The company, founded in 1979, has built a reputation for profitable growth and customer-focused service. Its operations include Mobile Modular and Mobile Modular Portable Storage solutions, as well as electronic test equipment rentals through its TRS-RenTelco division. McGrath RentCorp prides itself on contributing to the circular supply economy, aiding customers in efficient and environmentally sustainable operations.
This latest dividend declaration is a testament to McGrath RentCorp’s enduring financial success and its dedication to rewarding its investors. The information in this article is based on a press release statement from McGrath RentCorp.

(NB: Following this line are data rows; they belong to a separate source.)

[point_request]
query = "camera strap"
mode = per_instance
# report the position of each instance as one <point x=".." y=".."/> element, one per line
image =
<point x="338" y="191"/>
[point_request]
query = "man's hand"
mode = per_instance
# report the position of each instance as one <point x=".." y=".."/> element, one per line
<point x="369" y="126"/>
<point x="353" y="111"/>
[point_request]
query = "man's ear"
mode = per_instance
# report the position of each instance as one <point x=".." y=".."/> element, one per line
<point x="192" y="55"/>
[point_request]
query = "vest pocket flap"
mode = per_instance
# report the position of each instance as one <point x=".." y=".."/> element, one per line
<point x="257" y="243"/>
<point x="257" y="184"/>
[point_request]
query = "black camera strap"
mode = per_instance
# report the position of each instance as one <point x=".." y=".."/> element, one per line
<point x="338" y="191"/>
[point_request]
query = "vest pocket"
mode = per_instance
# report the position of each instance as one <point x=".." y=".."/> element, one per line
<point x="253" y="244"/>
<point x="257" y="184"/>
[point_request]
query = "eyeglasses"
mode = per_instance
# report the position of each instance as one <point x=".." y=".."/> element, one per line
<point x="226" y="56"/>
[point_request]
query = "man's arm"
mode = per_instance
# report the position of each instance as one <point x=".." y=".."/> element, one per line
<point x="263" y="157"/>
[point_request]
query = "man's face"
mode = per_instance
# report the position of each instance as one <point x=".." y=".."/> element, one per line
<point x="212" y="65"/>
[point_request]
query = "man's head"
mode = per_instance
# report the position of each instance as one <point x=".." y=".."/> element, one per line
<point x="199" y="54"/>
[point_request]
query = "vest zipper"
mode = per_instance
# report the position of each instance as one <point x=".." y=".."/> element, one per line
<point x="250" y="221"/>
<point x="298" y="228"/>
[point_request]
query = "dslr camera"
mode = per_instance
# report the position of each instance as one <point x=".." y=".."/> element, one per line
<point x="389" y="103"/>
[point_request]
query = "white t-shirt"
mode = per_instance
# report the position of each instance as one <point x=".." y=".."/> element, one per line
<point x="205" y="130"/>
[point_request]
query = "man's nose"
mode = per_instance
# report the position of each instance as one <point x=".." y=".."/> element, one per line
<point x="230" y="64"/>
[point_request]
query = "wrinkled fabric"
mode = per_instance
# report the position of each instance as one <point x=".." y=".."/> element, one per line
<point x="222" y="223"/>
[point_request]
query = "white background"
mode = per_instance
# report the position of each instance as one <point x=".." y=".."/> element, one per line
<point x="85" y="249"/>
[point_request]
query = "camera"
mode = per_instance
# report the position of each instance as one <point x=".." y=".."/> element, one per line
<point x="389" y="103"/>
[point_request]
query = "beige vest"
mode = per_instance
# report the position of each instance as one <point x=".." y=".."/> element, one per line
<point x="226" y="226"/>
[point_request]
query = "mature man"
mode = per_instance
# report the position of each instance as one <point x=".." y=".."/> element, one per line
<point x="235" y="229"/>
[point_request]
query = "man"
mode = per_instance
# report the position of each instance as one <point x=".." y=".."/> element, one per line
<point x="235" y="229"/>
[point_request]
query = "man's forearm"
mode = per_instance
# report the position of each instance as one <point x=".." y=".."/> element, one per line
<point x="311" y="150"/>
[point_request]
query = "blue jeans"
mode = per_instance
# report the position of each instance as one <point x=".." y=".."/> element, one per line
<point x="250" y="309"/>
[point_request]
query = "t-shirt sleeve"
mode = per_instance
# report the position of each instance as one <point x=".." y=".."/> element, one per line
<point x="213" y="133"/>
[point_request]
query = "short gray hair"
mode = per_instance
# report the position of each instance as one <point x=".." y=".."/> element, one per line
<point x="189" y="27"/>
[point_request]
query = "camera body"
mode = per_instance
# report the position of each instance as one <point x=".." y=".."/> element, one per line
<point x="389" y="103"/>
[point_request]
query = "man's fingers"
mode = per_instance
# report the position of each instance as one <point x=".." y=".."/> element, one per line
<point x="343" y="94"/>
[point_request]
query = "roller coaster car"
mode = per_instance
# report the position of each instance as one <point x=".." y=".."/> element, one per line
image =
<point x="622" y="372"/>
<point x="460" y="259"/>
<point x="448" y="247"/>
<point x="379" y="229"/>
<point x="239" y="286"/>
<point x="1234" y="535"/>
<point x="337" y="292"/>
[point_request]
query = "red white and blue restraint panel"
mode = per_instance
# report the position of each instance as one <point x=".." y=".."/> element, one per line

In other recent news, McGrath RentCorp reported its first-quarter 2025 earnings, revealing a mixed performance. The company achieved an earnings per share (EPS) of $1.15, surpassing analyst expectations of $0.99, indicating a 16.16% positive surprise. However, revenues came in at $154 million, falling short of the anticipated $189.56 million. Notably, total company revenues increased by 4% year-over-year to $195.4 million, with adjusted EBITDA rising 3% to $74.5 million. Within its business segments, Mobile Modular revenues grew by 3% to $131.9 million, while TRS RenTelco revenues saw a 4% increase to $35 million. Portable Storage revenues, however, declined by 13%. Analysts from Oppenheimer and other firms have noted the company’s resilience amidst economic uncertainties, highlighting the potential impact of tariffs on future performance. McGrath RentCorp has also indicated plans to explore merger and acquisition opportunities as part of its strategic growth initiatives.